During hemostasis, following three interlinked steps occur in rapid sequence.

Vascular Spasms or vasoconstriction

The endothelial cells of the intact blood vessels have natural anticoagulant mechanism. they express a fibrinolytic heparin molecules and a receptor, thrombomodulin, which prevents platelets aggregation and stops the coagulation cascade. when a blood vessel is severed of or injured; a prompt, transient and inherent response occurs during which the smooth muscles present in the blood vessels wall contract. it causes constriction of the vessels resulting in the slow progression of blood flow in the affected area. the vasoconstriction response is set off by factors such as a direct injury to the vascular smooth muscle; nervous system reflexes initiated by local pain receptors and signaling molecules released by injured endothelial cells and activated platelets (such as thromboxane A2 and serotonin). A firmly constricted artery can diminish blood loss for 20-30 minutes, lessening the damage and setting up the vessel for the later steps of hemostasis.

Platelet plug formation

The second critical step in hemostasis, which follows vasoconstriction, is formation of platelet plug also known as a hemostasis plug or platelet thrombus. platelets play a vital role in forming this plug by briefly sealing the break in the vessel wall. the three steps of platelet plug formation are platelet adherence, activation, and aggregation.

platelet Adherence

Injury to the blood vessels disrupts the endothelium and collagen from the extracellular matrix beneath the endothelial cells is exposed. the endothelial cells and platelets release a plasma protein called von Waller and factor. (vWF),which is responsible for the adherence of platelets to the collagen by changing their conformation. the vwf binds to the exposed collagen and holds fast the platelet at the injury spot, thus bridging the gap between platelets and damaged vessels.
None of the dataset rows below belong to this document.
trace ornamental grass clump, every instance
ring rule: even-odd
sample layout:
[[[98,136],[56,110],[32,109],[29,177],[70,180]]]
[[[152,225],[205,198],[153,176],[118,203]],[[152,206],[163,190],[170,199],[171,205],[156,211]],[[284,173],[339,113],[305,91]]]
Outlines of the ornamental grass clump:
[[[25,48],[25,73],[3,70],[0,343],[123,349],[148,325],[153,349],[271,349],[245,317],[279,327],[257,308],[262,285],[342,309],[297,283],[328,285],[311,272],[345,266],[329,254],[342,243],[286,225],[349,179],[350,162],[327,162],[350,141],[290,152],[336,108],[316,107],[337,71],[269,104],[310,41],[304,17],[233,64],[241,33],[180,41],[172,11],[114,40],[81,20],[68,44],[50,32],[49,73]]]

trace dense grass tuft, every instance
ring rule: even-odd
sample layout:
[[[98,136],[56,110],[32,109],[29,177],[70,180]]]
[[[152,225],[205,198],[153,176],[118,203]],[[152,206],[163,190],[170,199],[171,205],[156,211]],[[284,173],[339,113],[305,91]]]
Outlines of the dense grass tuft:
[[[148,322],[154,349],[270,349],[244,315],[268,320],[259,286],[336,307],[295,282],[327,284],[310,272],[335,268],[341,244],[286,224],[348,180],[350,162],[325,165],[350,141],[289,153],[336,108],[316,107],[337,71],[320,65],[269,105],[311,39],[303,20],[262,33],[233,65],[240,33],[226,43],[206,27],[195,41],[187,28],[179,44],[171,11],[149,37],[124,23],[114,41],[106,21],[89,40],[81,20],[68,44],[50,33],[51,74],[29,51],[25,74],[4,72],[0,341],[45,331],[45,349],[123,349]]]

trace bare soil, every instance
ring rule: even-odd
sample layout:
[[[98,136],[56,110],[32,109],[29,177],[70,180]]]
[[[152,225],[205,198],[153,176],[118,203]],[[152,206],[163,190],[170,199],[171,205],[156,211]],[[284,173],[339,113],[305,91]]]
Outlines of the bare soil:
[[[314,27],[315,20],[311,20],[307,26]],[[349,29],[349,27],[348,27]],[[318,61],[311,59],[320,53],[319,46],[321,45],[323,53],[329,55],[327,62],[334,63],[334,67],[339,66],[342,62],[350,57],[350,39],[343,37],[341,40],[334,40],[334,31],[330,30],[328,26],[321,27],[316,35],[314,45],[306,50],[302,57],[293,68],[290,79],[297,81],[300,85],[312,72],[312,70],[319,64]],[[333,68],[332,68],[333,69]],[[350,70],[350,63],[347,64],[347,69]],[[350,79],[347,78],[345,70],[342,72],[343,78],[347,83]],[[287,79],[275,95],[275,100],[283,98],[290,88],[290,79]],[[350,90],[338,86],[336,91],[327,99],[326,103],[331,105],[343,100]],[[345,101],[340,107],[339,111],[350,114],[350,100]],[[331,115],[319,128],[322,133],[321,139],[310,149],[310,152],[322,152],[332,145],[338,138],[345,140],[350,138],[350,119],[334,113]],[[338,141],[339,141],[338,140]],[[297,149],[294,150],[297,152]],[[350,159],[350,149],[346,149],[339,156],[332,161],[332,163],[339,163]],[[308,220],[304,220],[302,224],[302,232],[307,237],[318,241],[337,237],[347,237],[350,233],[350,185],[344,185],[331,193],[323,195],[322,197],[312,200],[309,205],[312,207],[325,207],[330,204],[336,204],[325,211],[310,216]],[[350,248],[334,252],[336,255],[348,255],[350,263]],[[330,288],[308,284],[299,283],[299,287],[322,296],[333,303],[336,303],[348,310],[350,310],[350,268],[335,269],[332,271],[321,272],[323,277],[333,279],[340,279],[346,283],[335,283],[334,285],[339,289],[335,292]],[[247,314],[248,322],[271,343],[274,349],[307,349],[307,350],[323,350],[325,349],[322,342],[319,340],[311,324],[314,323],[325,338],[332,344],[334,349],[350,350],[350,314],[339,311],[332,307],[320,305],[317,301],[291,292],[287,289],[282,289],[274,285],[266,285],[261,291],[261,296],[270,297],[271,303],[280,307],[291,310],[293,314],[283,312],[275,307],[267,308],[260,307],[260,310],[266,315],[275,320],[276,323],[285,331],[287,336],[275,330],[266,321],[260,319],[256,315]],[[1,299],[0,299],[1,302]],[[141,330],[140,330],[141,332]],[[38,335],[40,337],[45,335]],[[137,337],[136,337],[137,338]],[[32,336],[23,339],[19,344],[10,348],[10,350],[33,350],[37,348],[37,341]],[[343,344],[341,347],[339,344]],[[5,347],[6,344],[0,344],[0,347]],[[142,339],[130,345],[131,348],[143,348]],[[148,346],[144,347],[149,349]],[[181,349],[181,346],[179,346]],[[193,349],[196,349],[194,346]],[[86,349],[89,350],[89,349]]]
Additionally, the platelets become sticky and adhere distinctly to the uncovered collagen molecules.

Platelet Activation

Once the platelets get adherent to collagen they are activated to release various cytokines and chemical mediators through degranulation. the release chemical include Adenosine diphosphate (ADP), vWF, thromboxane A2, platelet- derived growth factor (PDGF),vascular endothelial growth factor (VEGF), serotonin and coagulation factors.

Platelet Aggregation

The final step of platelet plug formation is the aggregation of the platelets into a barrier-like plug Receptors on the platelet bind vWF and fibrinogen molecules. which hold the platelet together. the ampleness of the platelet plug is upgraded by the contraction property of platelets ,due to the high concentration of actin and myosin. the completed plug covers the damaged components of the endothelium and prevents blood from flowing out.

If the wound is minor , the platelet plug may be sufficient to stop the bleeding without the coagulation cascade. however, if the wound is adequately large, blood would not coagulation until the fibrin is produced through the  coagulation cascade, reinforcing the platelet plug.